Analysis of Variance (ANOVA) (Coursera – Data Analysis Tools)

In the past I have participated in a few online MOOC courses with Udacity and Coursera.   Here I am again engaging in another Coursera course, this time Data Analysis Tools.  This is a topic of interest to me and it brings a small benefit in terms of fulfilling a training requirement at my employment.

This course explores hypothesis testing using a number of different tools and in Python.  I have mostly been working in R for the past year or two but prior to that I learned Python thru the very first iteration of Udacity’s Intro to Computer Science (a very good course I might add).  The assignments in this Coursera course are to be posted to a blog and luckily I happen to have this one that I have been occassionally posting to.  So without further digression….

My submission for the assignment “Running an analysis of variance”

To begin, I am using the NESARC dataset for this assignment.

Hypothesis Test Question –
Is the average daily volume of ethanol consumed by those respondents reporting alcohol consumption equal (H0) or not equal (Ha) depending on reported ethnicity.

When examining the association between ethnicity (categorical) and ethanol consumption (quantitative), an Analysys of Variance (ANOVA) reveals that the null hypothesis can be rejected.


import numpy
import pandas
import statsmodels.formula.api as smf
import statsmodels.stats.multicomp as multi

data = pandas.read_csv(‘nesarc_pds.csv’, low_memory=False)

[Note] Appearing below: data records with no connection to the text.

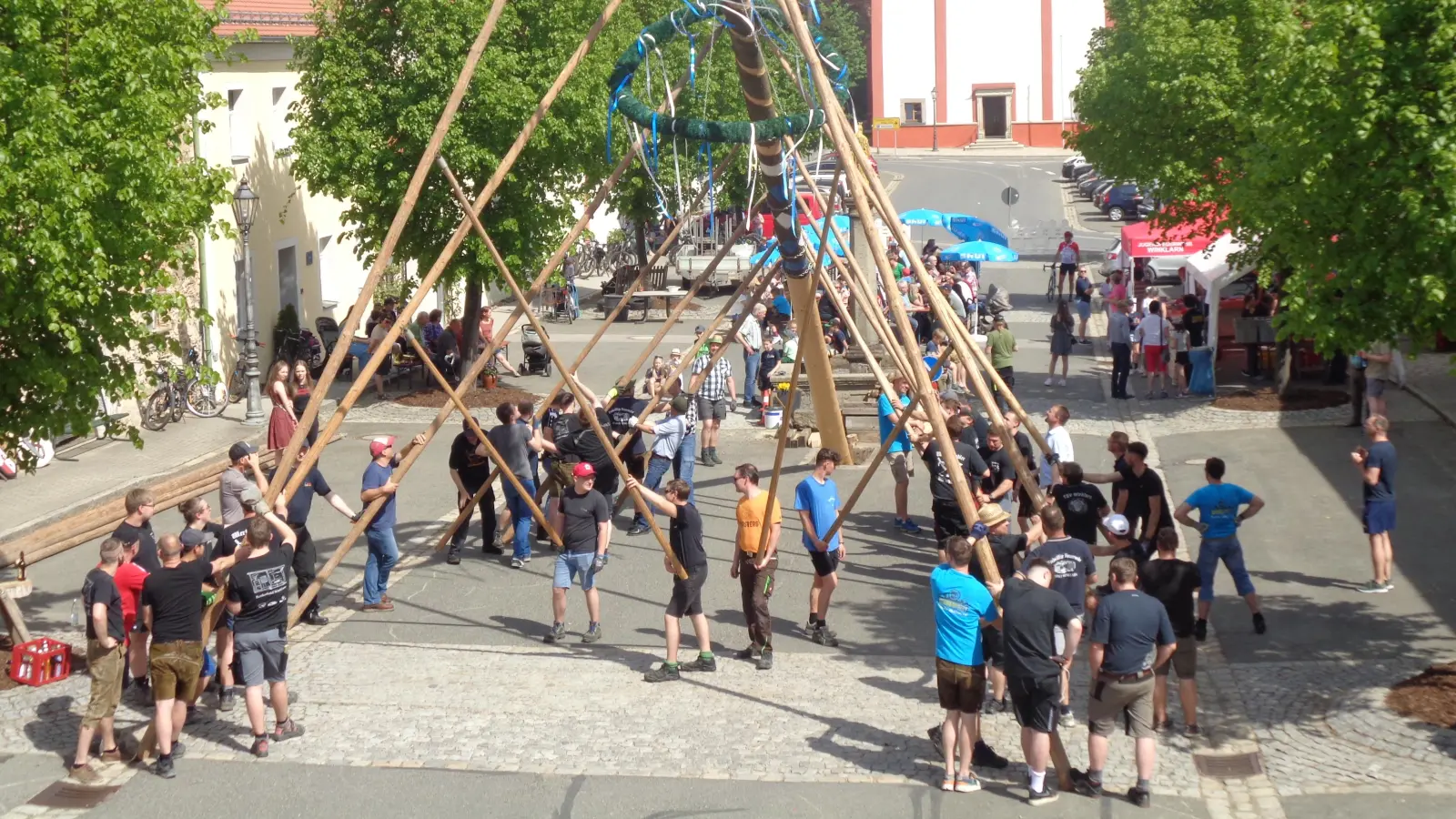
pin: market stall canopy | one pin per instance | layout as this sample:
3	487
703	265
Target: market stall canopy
1142	239
812	232
975	229
924	217
979	252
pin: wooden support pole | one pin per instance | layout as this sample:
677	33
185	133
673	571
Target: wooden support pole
437	268
490	448
551	350
386	254
851	146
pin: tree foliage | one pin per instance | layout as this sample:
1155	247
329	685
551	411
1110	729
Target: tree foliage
98	206
1321	131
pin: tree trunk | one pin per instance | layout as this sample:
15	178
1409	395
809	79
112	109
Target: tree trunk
472	322
641	239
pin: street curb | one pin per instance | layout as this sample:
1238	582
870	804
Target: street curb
1431	402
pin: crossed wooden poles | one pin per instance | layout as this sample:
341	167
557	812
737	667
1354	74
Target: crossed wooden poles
868	197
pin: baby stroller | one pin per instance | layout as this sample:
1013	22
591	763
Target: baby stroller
536	359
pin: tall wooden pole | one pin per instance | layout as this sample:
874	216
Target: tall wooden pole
757	94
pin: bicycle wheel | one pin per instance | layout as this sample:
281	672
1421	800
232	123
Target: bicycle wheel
206	399
157	411
237	385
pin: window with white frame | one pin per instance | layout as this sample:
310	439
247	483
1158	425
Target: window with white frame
238	135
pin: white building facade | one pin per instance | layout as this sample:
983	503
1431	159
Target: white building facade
957	72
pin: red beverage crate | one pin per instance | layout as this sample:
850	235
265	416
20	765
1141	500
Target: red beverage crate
41	661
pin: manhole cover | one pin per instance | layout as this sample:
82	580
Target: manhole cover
1235	767
75	797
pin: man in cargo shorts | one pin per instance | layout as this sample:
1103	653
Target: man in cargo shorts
1126	630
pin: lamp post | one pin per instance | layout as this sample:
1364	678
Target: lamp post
935	116
245	210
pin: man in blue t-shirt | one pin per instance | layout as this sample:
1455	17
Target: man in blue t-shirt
1219	519
383	551
961	605
1378	489
900	450
817	500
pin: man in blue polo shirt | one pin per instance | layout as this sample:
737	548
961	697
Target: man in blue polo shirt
961	605
817	500
1219	519
900	450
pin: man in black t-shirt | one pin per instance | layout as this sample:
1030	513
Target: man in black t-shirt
1031	615
1143	496
686	535
136	528
305	554
945	511
470	470
258	601
1174	581
106	659
1082	503
171	605
584	521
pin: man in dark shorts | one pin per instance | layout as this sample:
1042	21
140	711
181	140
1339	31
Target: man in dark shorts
1121	656
686	535
582	518
171	606
945	511
1082	503
258	601
961	606
1172	581
1031	614
305	554
470	468
817	500
1074	574
1376	468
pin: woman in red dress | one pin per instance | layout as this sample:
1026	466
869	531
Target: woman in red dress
283	420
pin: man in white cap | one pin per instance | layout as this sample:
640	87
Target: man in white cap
383	551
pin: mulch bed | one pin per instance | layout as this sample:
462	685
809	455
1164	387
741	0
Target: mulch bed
1429	697
477	398
1266	399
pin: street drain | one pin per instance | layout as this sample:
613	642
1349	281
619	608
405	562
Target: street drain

#setting variables you will be working with to numeric
data[‘ETHRACE2A’] = data[‘ETHRACE2A’].convert_objects(convert_numeric=True)
data[‘ETOTLCA2’] = data[‘ETOTLCA2’].convert_objects(convert_numeric=True)


ct1 = sub1.groupby(‘ETOTLCA2’).size()
print (ct1)

# using ols function for calculating the F-statistic and associated p value
model1 = smf.ols(formula=’ETOTLCA2 ~ C(ETHRACE2A)’, data=sub1)
results1 =
print (results1.summary())




Ethnicity being:

1 White, Not Hispanic or Latino
2 Black, Not Hispanic or Latino
3 American Indian/Alaska Native, Not Hispanic or Latino
4 Asian/Native Hawaiian/Pacific Islander, Not Hispanic or Latino
5 Hispanic or Latino


sub2 = sub1[[‘ETOTLCA2’, ‘ETHRACE2A’]].dropna()

print (‘means for ETOTLCA2 by ethnicity’)
m1= sub2.groupby(‘ETHRACE2A’).mean()
print (m1)

print (‘median for ETOTLCA2 by ethnicity’)
md1 = sub2.groupby(‘ETHRACE2A’).median()
print (md1)

print (‘standard deviations for ETOTLCA2 by ethnicity’)
sd1 = sub2.groupby(‘ETHRACE2A’).std()
print (sd1)






Among the survey sample, those reporting ethnicity of white-non hispanic (Mean=0.55, s.d. 1.33) compared to those reporting ethnicity of American Indian/Alaska Native-non hispanic (Mean=0.86, s.d. 2.48), provided OLS Regression results of F=3.997, p=0.00304. This tells us that ethnicity has a statistical significance with ethanol consumption.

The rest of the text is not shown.